Along with such warnings, Sebat is actively torpedoing the bill by organizing news conferences, sending letters to federal authorities, collecting signatures for a letter to the Russian president (according to Sebat, in mid-December they already had over 4,000 signatures).

Their activeness is quite logical: the leaders of Sebat have quite serious commitments to those who have usurped quite valuable land plots along major roads. Some of them own more than one plot and all of them have paid quite big sums to Sebat for the right to join the “protest movement” and to legalize the lands and to resell them at a profit later. So, it seems that the primary motive of Sebat’s cooperation with the regime (both former and present) was its hope to legalize such lands in exchange for support of anti-Mejlis actions.

Loosely speaking, if this bill is approved, the Sebat leaders will face a heap of open commitments and may lose both reputation and health.

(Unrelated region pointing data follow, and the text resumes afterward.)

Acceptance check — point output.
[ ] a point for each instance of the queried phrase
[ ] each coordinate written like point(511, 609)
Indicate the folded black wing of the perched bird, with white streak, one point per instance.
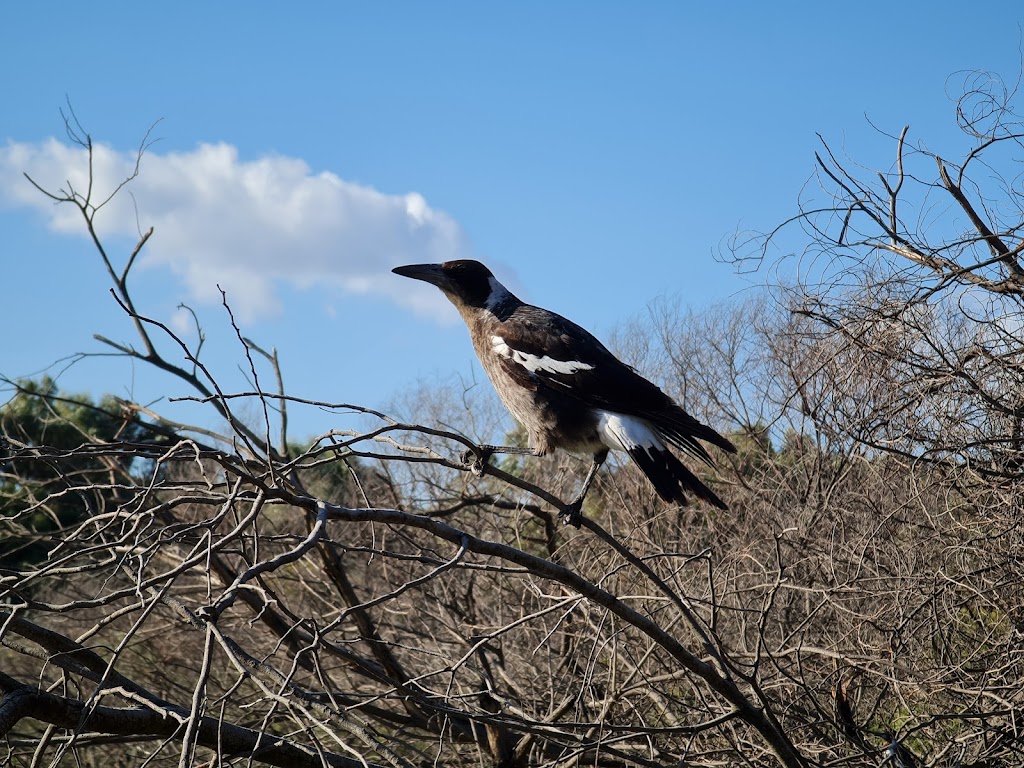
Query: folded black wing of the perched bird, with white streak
point(540, 349)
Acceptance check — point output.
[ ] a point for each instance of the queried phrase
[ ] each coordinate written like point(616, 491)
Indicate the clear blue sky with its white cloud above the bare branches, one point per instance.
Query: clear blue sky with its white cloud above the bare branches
point(595, 155)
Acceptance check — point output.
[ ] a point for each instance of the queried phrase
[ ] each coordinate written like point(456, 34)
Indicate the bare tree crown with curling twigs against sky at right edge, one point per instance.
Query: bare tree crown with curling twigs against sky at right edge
point(913, 274)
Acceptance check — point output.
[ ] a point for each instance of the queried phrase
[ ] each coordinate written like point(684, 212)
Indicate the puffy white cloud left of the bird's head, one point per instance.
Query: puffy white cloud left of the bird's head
point(246, 226)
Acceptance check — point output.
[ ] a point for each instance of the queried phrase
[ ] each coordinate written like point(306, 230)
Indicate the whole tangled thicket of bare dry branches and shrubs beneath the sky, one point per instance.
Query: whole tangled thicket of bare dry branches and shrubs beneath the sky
point(175, 595)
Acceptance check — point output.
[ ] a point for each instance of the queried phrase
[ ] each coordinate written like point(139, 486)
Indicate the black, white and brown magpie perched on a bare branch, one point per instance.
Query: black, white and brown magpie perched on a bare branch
point(569, 392)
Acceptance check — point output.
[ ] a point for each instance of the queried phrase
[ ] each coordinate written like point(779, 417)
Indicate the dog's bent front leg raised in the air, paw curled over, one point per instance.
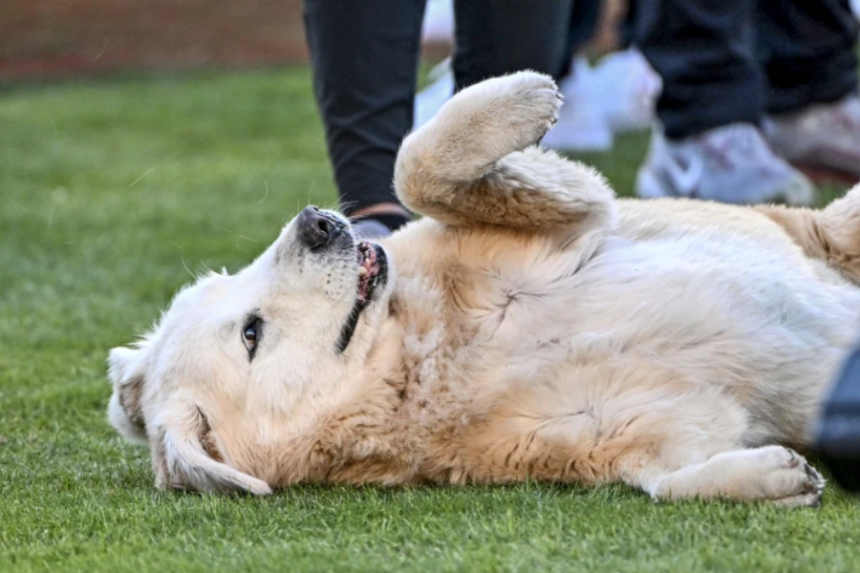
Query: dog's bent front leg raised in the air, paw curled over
point(475, 163)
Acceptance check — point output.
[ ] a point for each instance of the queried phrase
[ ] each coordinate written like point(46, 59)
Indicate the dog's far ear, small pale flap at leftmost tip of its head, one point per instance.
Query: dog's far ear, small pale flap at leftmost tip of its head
point(125, 411)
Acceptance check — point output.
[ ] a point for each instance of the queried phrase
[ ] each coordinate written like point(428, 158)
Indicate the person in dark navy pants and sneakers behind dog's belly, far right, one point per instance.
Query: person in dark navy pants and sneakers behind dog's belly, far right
point(752, 91)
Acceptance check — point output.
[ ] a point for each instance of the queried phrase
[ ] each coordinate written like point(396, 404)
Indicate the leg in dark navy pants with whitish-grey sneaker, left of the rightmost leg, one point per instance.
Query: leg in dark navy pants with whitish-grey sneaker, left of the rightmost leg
point(709, 144)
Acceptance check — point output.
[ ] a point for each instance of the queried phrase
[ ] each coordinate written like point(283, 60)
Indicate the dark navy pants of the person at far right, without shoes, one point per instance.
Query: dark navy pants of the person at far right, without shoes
point(725, 61)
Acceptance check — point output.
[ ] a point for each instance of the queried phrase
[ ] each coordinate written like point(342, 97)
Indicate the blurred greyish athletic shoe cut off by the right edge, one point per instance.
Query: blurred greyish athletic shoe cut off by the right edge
point(821, 140)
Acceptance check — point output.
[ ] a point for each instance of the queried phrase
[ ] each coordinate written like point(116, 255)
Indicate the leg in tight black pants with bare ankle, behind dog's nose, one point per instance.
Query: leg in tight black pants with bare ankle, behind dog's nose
point(364, 57)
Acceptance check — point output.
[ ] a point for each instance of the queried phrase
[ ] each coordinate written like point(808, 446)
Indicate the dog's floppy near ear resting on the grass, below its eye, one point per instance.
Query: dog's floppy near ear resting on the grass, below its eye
point(181, 461)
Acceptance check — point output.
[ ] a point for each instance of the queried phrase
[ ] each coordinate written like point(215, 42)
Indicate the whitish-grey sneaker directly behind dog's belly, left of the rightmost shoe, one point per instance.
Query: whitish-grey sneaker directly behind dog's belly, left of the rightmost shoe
point(730, 164)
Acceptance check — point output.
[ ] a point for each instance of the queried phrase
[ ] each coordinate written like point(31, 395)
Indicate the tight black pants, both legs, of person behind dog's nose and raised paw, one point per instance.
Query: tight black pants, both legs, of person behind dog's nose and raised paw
point(365, 53)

However, it seems that the Crimean authorities are not going to yield to Sebat’s pressure. On Dec 24, President of Crimea Sergey Aksyonov confirmed his position that no less than 95% of usurped lands along highways must be vacated in early 2015 and on Dec 25 the State Council of the Republic of Crimea approved the abovementioned bill. One of the provisions of the bill says that by Jan 1 2016 all usurpers should either apply for the lands they have usurped or destroy all facilities they have built there. If they fail to apply or if their applications are declined, their facilities will be destroyed.

So, it seems that the Russian realities are beginning to rebuild the years’ old relationships between land usurpers and Crimean authorities. Supported by the state, the latter are quite unyielding and firm in their wish to achieve their goal even if they lose an ally in the not very loyal Crimean Tatar community.

So, hopefully, their firmness will not force stalemated Sebat into some much tougher resistance.